Our study has several limitations. Our analysis is based on administrative claims data that do not adequately capture the clinical circumstances that led to ordering a service, which may be essential for some recommendations, such as implying a shared decision-making process like PSA test measurement. Therefore, we cannot affirm these interventions were inappropriate for all individual patients. To assess the variability of our findings across a spectrum of these important measurement properties, we stratified the measures of PSA dosage by age (>75 years old), for detecting low-value care. Limiting the prostate cancer screening measure to beneficiaries over age 75 instead of 50 increases its specificity of being inappropriate (smaller proportion of appropriate services misclassified as inappropriate).

The relative decrease of variation may reflect a standardization of medical use but does not permit to distinguish inappropriate from appropriate use. Besides, some variation in healthcare delivery is warranted and desirable, such as meeting differences in patients’ health needs or health preferences.
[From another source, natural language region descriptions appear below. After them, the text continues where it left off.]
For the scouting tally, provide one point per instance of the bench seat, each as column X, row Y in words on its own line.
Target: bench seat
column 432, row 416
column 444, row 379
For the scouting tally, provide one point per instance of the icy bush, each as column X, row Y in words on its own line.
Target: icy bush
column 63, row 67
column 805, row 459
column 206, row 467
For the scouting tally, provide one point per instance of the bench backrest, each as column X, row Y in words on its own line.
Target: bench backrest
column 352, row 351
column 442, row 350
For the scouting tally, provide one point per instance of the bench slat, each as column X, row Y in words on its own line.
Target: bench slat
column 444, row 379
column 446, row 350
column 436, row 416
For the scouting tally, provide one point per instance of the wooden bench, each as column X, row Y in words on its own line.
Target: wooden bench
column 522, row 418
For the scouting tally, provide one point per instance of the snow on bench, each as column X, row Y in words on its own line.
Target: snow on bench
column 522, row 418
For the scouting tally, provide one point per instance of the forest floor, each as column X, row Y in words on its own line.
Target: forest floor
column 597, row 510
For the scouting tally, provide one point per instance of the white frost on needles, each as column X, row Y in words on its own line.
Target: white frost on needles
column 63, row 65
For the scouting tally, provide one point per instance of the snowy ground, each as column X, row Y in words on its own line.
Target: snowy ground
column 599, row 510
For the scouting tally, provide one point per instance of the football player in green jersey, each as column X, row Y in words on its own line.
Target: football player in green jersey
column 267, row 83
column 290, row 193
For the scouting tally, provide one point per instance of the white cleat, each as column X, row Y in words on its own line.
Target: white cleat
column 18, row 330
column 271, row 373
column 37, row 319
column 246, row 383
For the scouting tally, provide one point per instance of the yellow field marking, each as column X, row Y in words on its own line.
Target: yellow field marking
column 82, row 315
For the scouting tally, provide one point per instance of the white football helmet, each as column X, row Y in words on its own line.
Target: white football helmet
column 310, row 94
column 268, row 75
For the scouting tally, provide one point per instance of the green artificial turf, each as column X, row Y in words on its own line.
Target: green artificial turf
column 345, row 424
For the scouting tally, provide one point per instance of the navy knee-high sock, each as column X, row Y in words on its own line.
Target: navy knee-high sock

Notwithstanding the issue of appropriateness and measurement, our intervention studies focus on a brief period after the change, limiting the capacity of physician to modify their practice and deprescribe some drugs such as statin. Furthermore, even if we did comparison with a group of physicians who did not attend the behavioral intervention, it is possible that other factors may have been responsible for changes of low-value services such as different case mix or the numbers of visits per GP. Self-selection of physicians likely introduced a selection bias, as clinicians participating in QCs are probably more amenable to changing their practice patterns than our comparison group that did not participate in QCs. Furthermore, a Hawthorne effect—the tendency for some to perform better when they perceive that their work is under scrutiny—may at least partly explain the observed positive effect of the thematic QC in our study. Eventually, our comparison group was quite small, limiting statistical precision for before-after comparisons.

CONCLUSION

The central goal of the CW campaign was to change the culture of medical care that has historically supported overuse of unnecessary tests, treatments, and procedures. This study using an educative data feedback during QCs as a support tool provides a starting point for further evaluation of the influence of the initiative on changing behavior by analyzing changes in volume and variation of these low-value services. Educative feedback can provide the opportunity for physicians to carry out analyses of their own practices and to see whether there are opportunities for implementing higher value practices. The relatively modest change suggests though that additional long-term interventions are necessary for wider implementation of CW campaign.